Portanto, não seria exagerado admitir a possibilidade de carros usados por muitos anos e movidos a gasolina, por exemplo, passarem de um extremo a outro, de propriedade desonerada para sobretaxados, exatamente em virtude da sua capacidade poluente. E isto, obviamente, vai dificultar a vida do trabalhador brasileiro. Resta saber se haverá do governo disposição para financiar em massa proprietários que estejam nesta condição, similar ao que acontece atualmente com os proprietários de veículos que possuam problemas de locomoção.

Considerações finais.

Tais mudanças, registre-se logo, passarão a produzir efeitos na data da publicação da PEC 45, salvo eventuais casos de eficácia constitucional contida ou limitada.

Na parte 2, veremos que potenciais impactos poderão ocorrer no IPTU, na contribuição estadual e no novo imposto seletivo, este último de competência federal.

Fazemos questão de reafirmar que não nos posicionamos contrários à reforma tributária ora em tramitação no Congresso Nacional.
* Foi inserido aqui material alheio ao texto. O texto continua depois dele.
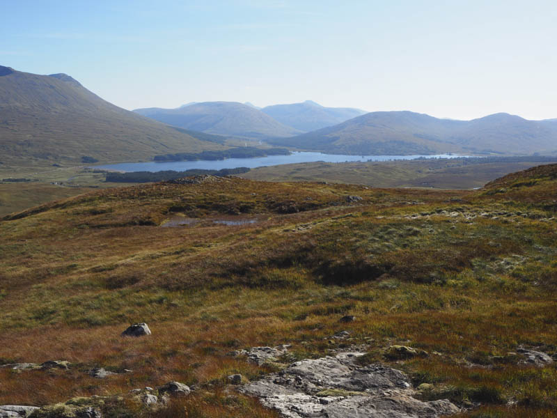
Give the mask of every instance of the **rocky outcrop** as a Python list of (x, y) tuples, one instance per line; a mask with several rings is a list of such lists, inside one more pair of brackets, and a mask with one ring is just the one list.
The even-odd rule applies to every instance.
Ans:
[(122, 336), (143, 336), (143, 335), (150, 335), (151, 330), (145, 323), (140, 323), (130, 325), (122, 333)]
[(385, 351), (385, 357), (391, 360), (405, 360), (414, 357), (427, 357), (427, 351), (407, 346), (391, 346)]
[(240, 390), (286, 418), (437, 418), (460, 411), (447, 400), (414, 398), (416, 392), (401, 371), (381, 364), (359, 366), (363, 354), (297, 362)]
[(33, 411), (39, 409), (36, 406), (23, 406), (21, 405), (0, 405), (0, 418), (22, 418), (29, 417)]
[(237, 357), (245, 355), (248, 361), (259, 366), (268, 362), (276, 362), (281, 355), (285, 354), (290, 346), (283, 344), (276, 347), (252, 347), (249, 350), (230, 351), (228, 355)]
[(346, 202), (348, 203), (355, 203), (362, 200), (362, 198), (359, 196), (347, 196), (345, 199)]
[(242, 375), (230, 375), (226, 378), (226, 380), (232, 385), (240, 385), (242, 383)]
[(109, 371), (103, 367), (95, 367), (94, 369), (91, 369), (88, 372), (88, 374), (93, 377), (97, 378), (97, 379), (104, 379), (109, 376), (111, 376), (116, 374), (113, 371)]
[(554, 362), (553, 359), (549, 355), (542, 353), (541, 351), (535, 351), (524, 347), (519, 347), (517, 349), (517, 353), (521, 354), (525, 357), (524, 360), (520, 362), (522, 364), (543, 367), (544, 366), (551, 364)]
[(180, 382), (168, 382), (159, 388), (159, 394), (168, 394), (171, 396), (185, 396), (189, 395), (190, 392), (189, 386)]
Mas precisamos ficar atentos, alertas às modificações de mérito e quantificações de carga que virão no seio das leis infraconstitucionais, cujos textos, não temos dúvidas, já estão com seu conteúdo definido, ou quase definido, em condições de ser apresentado para a sociedade brasileira, pelo menos na sua versão primeira. É o momento das entidades civis organizadas exercerem diligentemente o seu papel.

(*) Auditor Fiscal da Secretaria da Fazenda do Estado da Bahia, membro do Conselho Estadual da Fazenda (Consef), Doutor em Direito pela UAL/UFPE, Autor do livro "Fisco e Contribuinte no PAF", Ex-Diretor Jurídico do IAF Sindical.